In a bar way out on the west side of town, Sean finally found a trace of her. Glory had told him about this place a few years ago, though Sean had never taken her up on her offer to visit it. It was closed this early in the day, but Sean didn’t need to go inside to catch Glory’s scent.
The scent was strongest at the field beyond the parking lot, where asphalt crumbled into waist-high weeds. No cars lingered in the lot, including Glory’s, but here, he smelled blood. Not much—someone had cleaned it up, and he couldn’t smell who under the stench of blood. But he knew the blood was Glory’s.
Sean stood up, heart thumping, pulled out his cell phone, and called his father.
Faerie wasn’t what Andrea had expected. Instead of shimmering mountains of ice or trees of silver, she saw ordinary-looking trees stretching up to gray sky, the muddy ground laced with ferns and other undergrowth.
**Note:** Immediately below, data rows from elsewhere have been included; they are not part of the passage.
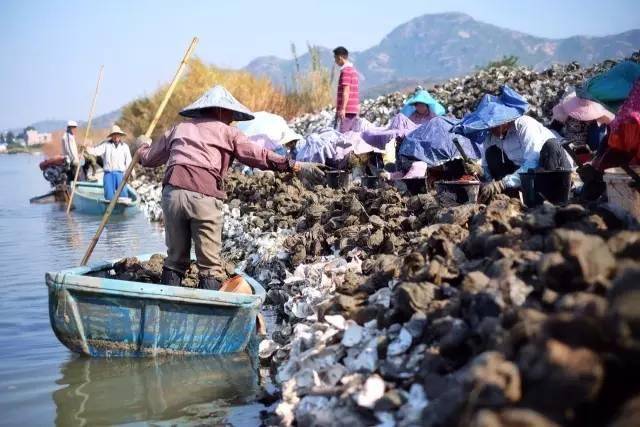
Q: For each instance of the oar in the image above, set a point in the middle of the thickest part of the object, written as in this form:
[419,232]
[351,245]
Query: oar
[135,159]
[86,136]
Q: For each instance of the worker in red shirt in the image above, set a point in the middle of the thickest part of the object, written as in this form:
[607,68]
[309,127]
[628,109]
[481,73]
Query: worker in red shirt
[348,99]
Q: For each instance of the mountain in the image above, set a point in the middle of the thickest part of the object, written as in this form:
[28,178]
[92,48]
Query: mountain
[439,46]
[104,121]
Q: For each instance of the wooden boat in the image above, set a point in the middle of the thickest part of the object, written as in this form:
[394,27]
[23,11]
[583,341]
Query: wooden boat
[89,199]
[58,194]
[102,317]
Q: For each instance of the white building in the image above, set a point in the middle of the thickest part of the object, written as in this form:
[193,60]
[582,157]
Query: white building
[33,137]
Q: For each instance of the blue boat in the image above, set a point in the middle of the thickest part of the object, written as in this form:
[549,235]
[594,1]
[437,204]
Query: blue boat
[89,199]
[102,317]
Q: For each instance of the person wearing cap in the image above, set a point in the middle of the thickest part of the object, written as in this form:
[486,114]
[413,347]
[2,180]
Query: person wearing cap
[517,146]
[348,98]
[116,158]
[70,148]
[513,142]
[198,153]
[582,122]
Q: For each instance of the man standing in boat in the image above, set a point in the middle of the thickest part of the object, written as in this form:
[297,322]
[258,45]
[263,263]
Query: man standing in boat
[198,152]
[70,149]
[116,158]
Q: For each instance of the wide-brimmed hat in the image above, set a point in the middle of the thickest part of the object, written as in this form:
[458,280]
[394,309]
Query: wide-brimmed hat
[492,111]
[424,97]
[115,130]
[217,97]
[584,110]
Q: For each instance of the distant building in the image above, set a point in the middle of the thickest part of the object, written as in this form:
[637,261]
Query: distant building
[33,137]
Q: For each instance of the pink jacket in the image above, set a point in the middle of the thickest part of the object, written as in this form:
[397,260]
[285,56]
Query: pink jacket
[208,144]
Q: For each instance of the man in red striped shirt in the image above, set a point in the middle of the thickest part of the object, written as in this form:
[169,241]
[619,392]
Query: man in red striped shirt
[348,99]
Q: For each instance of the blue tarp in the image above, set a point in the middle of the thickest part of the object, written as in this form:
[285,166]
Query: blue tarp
[433,143]
[424,97]
[611,88]
[492,111]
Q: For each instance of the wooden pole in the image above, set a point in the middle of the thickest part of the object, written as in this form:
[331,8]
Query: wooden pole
[84,141]
[127,174]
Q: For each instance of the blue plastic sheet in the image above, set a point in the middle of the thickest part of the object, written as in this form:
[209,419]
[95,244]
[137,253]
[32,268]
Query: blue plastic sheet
[492,111]
[611,88]
[433,143]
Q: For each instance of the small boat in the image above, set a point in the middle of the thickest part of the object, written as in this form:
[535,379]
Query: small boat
[101,317]
[58,194]
[89,199]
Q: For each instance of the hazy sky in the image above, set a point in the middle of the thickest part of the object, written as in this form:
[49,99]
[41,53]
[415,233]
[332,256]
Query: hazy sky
[51,50]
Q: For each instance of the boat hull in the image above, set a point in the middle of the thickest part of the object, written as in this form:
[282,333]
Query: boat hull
[89,199]
[102,317]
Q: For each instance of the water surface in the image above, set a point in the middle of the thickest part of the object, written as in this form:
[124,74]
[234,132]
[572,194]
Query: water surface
[43,383]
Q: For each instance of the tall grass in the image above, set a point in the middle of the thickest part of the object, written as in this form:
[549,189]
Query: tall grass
[310,92]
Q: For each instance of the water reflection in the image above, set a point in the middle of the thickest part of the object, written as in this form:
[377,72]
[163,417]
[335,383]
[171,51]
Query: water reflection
[119,391]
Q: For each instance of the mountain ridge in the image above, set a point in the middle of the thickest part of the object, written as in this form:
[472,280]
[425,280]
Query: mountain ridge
[440,46]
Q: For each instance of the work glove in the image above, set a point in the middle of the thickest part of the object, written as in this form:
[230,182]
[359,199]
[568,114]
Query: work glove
[142,141]
[472,168]
[310,174]
[489,190]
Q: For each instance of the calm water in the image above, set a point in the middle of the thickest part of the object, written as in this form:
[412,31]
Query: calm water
[43,383]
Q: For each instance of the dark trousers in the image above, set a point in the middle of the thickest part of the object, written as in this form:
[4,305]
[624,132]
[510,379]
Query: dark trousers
[552,157]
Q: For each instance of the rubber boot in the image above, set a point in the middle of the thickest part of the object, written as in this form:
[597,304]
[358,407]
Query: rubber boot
[171,277]
[209,283]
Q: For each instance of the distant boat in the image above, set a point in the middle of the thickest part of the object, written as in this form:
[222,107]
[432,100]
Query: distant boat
[89,199]
[102,317]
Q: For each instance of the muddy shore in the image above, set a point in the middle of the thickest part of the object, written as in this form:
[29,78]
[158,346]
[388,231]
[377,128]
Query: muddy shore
[397,309]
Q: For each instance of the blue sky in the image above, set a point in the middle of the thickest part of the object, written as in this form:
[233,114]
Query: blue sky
[51,50]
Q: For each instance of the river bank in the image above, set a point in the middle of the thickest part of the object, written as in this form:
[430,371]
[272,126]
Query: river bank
[405,310]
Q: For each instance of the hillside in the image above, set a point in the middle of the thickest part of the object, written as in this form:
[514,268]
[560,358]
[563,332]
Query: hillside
[439,46]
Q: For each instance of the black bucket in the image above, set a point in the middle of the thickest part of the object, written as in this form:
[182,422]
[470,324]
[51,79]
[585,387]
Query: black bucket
[371,182]
[552,186]
[460,192]
[416,185]
[338,179]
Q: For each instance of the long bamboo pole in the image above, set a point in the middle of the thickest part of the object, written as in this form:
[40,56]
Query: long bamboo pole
[127,174]
[84,141]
On second glance, the trees weren’t ordinary. They were a species she’d never seen, with dark green needles, somewhat like pine, but the trees were studded with bloodred berries. Fallen berries littered the forest floor, scarlet juices staining the mud where the berries had burst. Behind Andrea, the rent in the fabric between the worlds snicked shut. She searched the air but found no sign of the bright light that marked the doorway.